Freezing JS execution between actions is the kind of obvious idea that nobody did properly untill now. Kudos for actually forking Chromium instead of hacking around Playwright like everybody else.
But here's my thought: you're solving the "stale state" problem by making the browser deterministic. Real websites aren't deterministic. WebSOcket pushes, long-polling, background fetches, animations that don't finish — freezing execution doesn't pause the server. The moment you unfreeze, the world may have moved.
90.5% on Mind2Web is great. But Mind2Web tasks are mostly "fill a form, click submit." The brutal failures happen on SPAs with optimistic UI updates, where the DOM says "saved" but the network request hasn't finished. Does ABP handle that case, or does the freeze just delay the confusion?
Genuine question — not trying to tear this down. The architecture is smart. I just wonder if "make the browser simpler for the agent", eventually hit s a wall where you need to make the agent smarter about async instead.

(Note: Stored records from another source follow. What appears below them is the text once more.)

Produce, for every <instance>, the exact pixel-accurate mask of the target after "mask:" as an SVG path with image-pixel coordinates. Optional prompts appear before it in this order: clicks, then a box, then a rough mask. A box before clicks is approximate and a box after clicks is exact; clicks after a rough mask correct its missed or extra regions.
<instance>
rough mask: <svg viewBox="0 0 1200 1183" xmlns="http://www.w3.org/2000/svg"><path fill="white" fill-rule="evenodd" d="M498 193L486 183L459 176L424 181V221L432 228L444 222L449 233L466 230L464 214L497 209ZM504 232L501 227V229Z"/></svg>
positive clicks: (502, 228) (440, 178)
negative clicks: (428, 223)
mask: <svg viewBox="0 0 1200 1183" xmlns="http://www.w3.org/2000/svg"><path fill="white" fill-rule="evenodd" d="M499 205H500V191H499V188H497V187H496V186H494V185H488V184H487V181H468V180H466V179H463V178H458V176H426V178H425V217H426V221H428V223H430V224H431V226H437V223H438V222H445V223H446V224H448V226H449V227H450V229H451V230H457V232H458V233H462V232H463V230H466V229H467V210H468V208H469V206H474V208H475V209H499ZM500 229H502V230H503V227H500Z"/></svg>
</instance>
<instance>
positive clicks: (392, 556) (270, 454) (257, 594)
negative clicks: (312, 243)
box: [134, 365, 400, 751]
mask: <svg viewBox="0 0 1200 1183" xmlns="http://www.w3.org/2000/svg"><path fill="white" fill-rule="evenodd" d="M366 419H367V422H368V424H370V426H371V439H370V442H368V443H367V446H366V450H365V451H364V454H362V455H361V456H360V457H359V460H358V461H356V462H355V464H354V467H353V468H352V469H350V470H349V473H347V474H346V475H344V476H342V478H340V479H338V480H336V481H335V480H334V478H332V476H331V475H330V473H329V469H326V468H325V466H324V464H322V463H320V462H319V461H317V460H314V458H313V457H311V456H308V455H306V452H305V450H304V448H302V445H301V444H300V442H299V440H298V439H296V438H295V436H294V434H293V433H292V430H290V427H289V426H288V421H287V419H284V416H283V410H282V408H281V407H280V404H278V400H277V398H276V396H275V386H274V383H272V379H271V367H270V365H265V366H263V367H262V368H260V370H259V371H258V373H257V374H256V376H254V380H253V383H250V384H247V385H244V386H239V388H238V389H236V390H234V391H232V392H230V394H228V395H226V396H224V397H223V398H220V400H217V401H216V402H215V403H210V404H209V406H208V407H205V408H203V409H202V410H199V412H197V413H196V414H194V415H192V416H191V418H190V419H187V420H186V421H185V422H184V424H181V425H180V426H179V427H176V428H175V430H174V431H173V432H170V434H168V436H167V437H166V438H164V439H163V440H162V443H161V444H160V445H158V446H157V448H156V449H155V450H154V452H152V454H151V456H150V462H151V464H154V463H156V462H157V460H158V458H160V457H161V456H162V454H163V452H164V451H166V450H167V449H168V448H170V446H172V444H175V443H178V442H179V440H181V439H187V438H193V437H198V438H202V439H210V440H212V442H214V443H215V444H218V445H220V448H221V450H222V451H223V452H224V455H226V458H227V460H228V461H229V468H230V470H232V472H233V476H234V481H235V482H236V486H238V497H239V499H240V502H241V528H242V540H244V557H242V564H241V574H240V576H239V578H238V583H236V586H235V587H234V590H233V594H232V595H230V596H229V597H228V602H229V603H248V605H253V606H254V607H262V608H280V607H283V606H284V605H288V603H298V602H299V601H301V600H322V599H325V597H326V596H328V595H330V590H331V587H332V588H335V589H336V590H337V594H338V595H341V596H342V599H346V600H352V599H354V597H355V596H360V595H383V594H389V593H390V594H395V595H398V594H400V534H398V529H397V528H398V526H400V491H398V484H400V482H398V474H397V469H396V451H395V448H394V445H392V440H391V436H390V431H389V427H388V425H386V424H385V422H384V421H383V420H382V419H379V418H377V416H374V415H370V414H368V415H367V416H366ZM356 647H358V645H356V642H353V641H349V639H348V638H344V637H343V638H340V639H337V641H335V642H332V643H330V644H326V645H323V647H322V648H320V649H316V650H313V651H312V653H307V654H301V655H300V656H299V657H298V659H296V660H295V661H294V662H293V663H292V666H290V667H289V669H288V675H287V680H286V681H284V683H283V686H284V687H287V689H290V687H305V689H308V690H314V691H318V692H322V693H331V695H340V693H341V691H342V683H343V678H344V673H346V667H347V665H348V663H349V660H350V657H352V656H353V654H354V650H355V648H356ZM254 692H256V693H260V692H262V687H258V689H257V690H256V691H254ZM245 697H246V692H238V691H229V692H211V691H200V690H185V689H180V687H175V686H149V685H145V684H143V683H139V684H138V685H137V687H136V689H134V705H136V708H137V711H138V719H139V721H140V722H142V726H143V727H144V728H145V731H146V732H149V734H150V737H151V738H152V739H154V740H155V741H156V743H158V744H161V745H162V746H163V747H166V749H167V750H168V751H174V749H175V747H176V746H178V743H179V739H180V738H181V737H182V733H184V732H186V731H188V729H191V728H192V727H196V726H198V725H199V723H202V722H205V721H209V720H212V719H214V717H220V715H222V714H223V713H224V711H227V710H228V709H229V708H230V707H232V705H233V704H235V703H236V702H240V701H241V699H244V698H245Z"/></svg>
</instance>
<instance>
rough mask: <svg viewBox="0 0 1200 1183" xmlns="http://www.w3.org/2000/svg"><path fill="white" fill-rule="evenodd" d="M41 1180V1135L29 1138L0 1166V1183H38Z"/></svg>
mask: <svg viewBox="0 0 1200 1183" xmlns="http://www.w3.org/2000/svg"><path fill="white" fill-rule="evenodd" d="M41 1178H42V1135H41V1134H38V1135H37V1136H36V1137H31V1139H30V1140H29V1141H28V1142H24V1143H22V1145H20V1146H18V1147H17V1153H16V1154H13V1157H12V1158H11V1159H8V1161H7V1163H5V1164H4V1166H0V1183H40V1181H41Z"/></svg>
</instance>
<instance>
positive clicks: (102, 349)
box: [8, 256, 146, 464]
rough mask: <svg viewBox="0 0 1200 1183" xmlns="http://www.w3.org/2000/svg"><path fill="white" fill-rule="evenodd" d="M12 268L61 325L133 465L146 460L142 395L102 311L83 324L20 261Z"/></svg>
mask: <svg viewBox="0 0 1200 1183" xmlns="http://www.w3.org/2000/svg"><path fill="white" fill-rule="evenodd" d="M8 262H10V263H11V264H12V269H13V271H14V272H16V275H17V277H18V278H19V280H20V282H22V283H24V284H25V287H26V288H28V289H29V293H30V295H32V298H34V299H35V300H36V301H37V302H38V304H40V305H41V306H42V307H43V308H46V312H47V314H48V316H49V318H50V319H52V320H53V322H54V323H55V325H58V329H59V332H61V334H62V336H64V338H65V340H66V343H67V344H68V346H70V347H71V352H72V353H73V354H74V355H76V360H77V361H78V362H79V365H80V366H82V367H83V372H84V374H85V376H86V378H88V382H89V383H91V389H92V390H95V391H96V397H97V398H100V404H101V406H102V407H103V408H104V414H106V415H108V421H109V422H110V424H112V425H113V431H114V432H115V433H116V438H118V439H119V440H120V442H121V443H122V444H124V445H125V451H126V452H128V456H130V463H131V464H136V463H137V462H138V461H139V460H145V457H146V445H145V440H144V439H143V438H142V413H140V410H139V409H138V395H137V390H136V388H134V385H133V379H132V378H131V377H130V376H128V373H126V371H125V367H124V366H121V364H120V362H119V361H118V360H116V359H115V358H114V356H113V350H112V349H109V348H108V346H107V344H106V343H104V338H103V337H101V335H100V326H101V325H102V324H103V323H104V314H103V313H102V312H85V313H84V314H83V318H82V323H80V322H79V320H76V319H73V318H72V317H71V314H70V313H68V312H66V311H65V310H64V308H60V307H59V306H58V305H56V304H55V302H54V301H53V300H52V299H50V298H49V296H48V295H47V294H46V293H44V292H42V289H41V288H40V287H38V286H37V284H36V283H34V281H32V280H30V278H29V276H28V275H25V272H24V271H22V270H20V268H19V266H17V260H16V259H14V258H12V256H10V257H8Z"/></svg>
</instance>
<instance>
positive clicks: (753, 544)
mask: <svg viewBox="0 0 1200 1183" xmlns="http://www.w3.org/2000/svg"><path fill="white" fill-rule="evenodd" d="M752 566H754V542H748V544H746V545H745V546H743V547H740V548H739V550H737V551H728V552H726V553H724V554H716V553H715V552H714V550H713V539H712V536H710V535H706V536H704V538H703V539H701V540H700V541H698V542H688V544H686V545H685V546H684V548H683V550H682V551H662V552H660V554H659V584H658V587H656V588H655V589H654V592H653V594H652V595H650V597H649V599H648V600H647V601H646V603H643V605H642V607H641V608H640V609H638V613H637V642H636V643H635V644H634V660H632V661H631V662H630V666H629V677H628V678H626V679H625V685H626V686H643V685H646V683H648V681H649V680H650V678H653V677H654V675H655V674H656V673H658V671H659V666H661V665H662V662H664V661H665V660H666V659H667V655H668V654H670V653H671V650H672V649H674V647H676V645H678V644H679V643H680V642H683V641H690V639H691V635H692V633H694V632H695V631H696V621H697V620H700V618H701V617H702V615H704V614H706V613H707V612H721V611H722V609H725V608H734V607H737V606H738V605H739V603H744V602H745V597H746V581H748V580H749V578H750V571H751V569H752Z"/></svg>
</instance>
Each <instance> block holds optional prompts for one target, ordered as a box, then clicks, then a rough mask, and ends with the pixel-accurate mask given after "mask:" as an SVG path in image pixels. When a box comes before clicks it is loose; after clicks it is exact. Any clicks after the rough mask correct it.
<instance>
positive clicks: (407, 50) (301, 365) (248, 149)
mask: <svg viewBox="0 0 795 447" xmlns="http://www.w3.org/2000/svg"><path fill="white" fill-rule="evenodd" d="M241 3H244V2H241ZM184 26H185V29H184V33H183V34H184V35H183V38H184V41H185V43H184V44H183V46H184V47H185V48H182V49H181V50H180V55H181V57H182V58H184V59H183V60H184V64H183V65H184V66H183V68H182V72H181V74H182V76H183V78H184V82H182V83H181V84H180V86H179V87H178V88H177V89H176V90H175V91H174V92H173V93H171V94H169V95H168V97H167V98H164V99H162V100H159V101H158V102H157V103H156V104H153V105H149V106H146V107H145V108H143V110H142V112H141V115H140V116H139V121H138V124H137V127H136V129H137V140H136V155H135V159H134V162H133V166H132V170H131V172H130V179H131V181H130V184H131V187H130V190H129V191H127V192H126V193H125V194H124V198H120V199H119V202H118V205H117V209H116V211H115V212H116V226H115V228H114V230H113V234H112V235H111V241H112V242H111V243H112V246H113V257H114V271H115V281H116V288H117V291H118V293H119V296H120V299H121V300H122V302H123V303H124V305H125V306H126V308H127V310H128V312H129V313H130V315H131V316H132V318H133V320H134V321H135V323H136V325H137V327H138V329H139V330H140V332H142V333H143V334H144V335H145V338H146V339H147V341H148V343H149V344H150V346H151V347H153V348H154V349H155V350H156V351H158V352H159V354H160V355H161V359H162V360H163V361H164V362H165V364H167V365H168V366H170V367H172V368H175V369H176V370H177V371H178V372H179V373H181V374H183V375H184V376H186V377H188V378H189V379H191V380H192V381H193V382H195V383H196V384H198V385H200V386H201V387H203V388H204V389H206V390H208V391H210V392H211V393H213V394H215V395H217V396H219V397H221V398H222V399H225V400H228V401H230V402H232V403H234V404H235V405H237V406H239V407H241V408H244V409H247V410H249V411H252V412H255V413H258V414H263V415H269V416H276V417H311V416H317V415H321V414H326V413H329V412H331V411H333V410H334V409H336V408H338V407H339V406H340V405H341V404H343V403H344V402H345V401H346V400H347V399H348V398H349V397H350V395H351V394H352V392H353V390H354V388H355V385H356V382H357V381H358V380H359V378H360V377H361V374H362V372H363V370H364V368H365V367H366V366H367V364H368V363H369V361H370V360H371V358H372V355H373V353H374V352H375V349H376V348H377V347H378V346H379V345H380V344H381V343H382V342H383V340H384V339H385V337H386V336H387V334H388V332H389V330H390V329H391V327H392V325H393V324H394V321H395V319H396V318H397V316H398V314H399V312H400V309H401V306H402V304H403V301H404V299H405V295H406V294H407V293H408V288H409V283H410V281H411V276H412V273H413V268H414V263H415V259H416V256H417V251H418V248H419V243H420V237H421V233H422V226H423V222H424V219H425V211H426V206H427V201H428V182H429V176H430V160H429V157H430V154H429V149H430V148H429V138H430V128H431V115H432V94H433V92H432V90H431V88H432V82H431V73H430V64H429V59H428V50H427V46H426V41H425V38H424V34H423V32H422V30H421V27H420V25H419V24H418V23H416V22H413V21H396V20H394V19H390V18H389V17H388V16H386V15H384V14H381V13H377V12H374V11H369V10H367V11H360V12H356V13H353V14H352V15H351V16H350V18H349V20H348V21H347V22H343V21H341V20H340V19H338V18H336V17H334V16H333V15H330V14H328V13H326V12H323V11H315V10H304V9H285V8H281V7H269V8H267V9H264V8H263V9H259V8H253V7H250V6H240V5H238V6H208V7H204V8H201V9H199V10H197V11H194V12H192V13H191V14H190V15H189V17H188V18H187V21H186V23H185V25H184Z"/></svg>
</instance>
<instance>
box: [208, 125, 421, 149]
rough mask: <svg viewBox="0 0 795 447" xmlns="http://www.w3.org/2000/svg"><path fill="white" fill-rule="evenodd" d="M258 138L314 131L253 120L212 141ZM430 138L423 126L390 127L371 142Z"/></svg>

The freeze sometimes does capture in between states. What I've seen the agent does in those cases is that it recognizes it's in between states and calls browser_wait(). Where the agent goes off the rails isn't a snapshot in the middle of a state transition, (it's smart enough to know to retry in that case), it's when the DOM changes after the agent believes the page has settled.
For async, lots of people smarter than me working on the smarter agent problem. Though there's a latency floor with inference due to prompt processing, and output generation. Without tools like ABP, the LLM is always aiming at a moving target.